Ontario Coalition Against Poverty
- Logo
- Abbreviation: OCAP
- Formation: 1990
- Dissolved: 2023
- Region served: Ontario, Canada
- Official language: English, French
- Website: ocap.ca

= Ontario Coalition Against Poverty =

Canadian homeless activist group

The Ontario Coalition Against Poverty (OCAP) was an anti-poverty group in Ontario, Canada, which promoted the interests of the poor and homeless. The group used publicity-generating direct action techniques such as squatting and demonstrations which could be confrontational, for example the 2000 Queen's Park protest. On May 13, 2023, OCAP decided at its annual general meeting to cease operations.

==Composition and early history==
The coalition was founded in 1989 by activists in the Toronto Union of Unemployed Workers, coming out of a mass "March Against Poverty". The coalition officially began its operations in 1990 with the premise of promoting concern and action around poverty, homelessness, and gentrification in downtown Toronto. The group was headquartered in Toronto.

==Queen's Park protest and aftermath==
On June 15, 2000, OCAP staged a large demonstration on the lawn at Queen's Park in Toronto, during which violent altercations took place between the demonstrators and security officials, police officers, and police horses. The protestors were asking to address the Ontario Legislature in order to demand a repeal of the new Tenant Protection Act which limited tenant rights, to demand increased social housing, to demand an end to the Safe Streets Act which was targeting the homeless and poor, and to reverse the 21.5% cut to welfare payments instituted by the Conservative government. The protestors, which included large numbers of homeless people directly affected by Premier Mike Harris' policies, tore up cobblestones to use as projectiles.

Mayor Mel Lastman, the Toronto Police Services Board and the Toronto Police Association argued that the police response was proportionate, but seventeen community groups which included Ontario Public Service Employees Union, Parkdale Community Legal Services and the National Action Committee on the Status of Women called for an inquiry to be made by the Ontario Civilian Commission on Police Services.

In the aftermath, upwards of 40 people were arrested and charged, including three high-profile OCAP members — John Clarke, Gaetan Heroux and Stefan Pilipa. The defence argued that videos demonstrated police brutality. The eventual trial of these three was declared by the presiding judge to be a mistrial due to a hung jury. The Crown dropped the charges against Heroux and Pilipa but elected to proceed again against Clarke. All charges against Clarke were eventually dropped when a judge threw them out owing to the Crown's failure to disclose evidence expeditiously.

Charges against most other defendants had mixed results; most were either acquitted or had their charges dropped. In all, however, the crown attorney in conjunction with the Toronto police spent over two years on these cases.
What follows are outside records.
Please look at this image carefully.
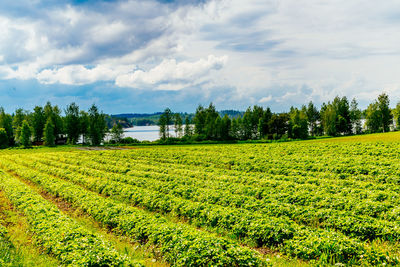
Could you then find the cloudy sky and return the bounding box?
[0,0,399,114]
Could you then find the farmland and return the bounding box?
[1,132,400,266]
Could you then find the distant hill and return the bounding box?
[111,110,244,127]
[112,112,163,119]
[105,115,133,128]
[219,110,244,118]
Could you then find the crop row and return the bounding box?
[98,143,400,180]
[33,154,400,233]
[40,152,399,220]
[0,224,20,266]
[0,170,137,267]
[0,159,265,267]
[83,150,400,198]
[48,149,400,194]
[5,156,398,265]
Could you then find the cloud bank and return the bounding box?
[0,0,399,113]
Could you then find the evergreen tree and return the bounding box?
[0,128,8,149]
[236,117,244,140]
[163,108,172,138]
[43,118,55,146]
[31,106,45,142]
[269,113,289,139]
[250,106,263,138]
[13,108,27,143]
[79,110,89,144]
[220,114,231,140]
[258,107,272,138]
[0,108,14,146]
[88,104,106,145]
[214,116,222,140]
[65,102,80,144]
[44,102,63,139]
[333,96,351,135]
[241,108,252,140]
[193,105,206,136]
[204,103,219,139]
[205,113,216,139]
[158,114,167,140]
[19,120,32,148]
[231,118,240,139]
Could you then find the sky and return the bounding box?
[0,0,399,114]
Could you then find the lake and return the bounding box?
[123,125,177,141]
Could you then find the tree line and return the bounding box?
[0,102,108,148]
[159,93,400,142]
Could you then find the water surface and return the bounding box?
[123,125,176,141]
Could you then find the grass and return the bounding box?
[0,191,59,267]
[2,131,400,266]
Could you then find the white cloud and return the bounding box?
[259,95,272,103]
[115,55,227,90]
[37,64,134,85]
[0,0,400,110]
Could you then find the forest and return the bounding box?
[0,102,111,148]
[0,93,399,149]
[159,93,399,142]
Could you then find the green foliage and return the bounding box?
[173,113,183,137]
[13,108,27,142]
[1,93,399,146]
[184,116,192,137]
[110,123,124,143]
[258,107,272,138]
[320,96,352,136]
[159,108,172,140]
[1,158,265,267]
[0,224,23,266]
[220,114,231,140]
[288,107,308,139]
[393,102,400,130]
[4,136,400,265]
[366,93,393,133]
[306,101,320,136]
[44,102,63,138]
[120,137,139,144]
[0,108,14,146]
[349,98,362,134]
[31,106,45,142]
[0,171,139,266]
[65,102,80,144]
[88,104,106,145]
[19,120,32,148]
[268,113,289,139]
[79,110,89,144]
[158,113,167,140]
[43,118,55,147]
[377,93,392,132]
[0,128,8,149]
[193,105,207,136]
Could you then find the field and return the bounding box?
[1,132,400,266]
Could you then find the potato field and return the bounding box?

In the early 2000s, OCAP's activities were denounced by union bureaucrats and some public officials who have objected to their tactics.

== Flaherty eviction ==

OCAP evicted the Ontario Finance Minister Jim Flaherty from his constituency office in Whitby in June, 2001. By this action, OCAP wanted to demonstrate opposition to Flaherty's policies and to show him personally the effects of being evicted. Office furniture was damaged and some OCAP members were arrested. In response, the Canadian Auto Workers union cancelled its funding for the group.

== Pope squat ==
OCAP squatted a house in Parkdale at 1510 King Street West, in July 2002. South Parkdale was undergoing a gentrification process and OCAP had identified 35 longterm empty properties. The selected building was chosen because the ownership was in limbo between the city and the province. It was called the Pope squat because of the concurrent visit of Pope John Paul II. The squat was well supported by figures such as Jack Layton and Naomi Klein and the city council passed a motion suggesting the building be converted into affordable housing, but it was evicted in November 2002 by the province.

== Diet allowance ==
OCAP noticed in 2005 that the Ontario Works social assistance regulations mandated doctors prescribing a diet allowance to people who were claiming welfare benefits. Working with doctors such as Gary Bloch, OCAP ensured people were informed about the allowance. In 2006, the provincial government decided that only people with specific illnesses could be prescribed the allowance.

== Metro Hall occupation ==

In March 2013, OCAP occupied Metro Hall in a protest action designed to highlight the overcrowding of homeless shelters in Toronto. This overcrowding was partly a result of the eviction of Occupy Toronto the previous year.

==Coronavirus concerns==
On March 18, 2020, OCAP called for the city of Toronto to repurpose empty buildings into shelter for homeless people so as to minimise the effects of the coronavirus pandemic.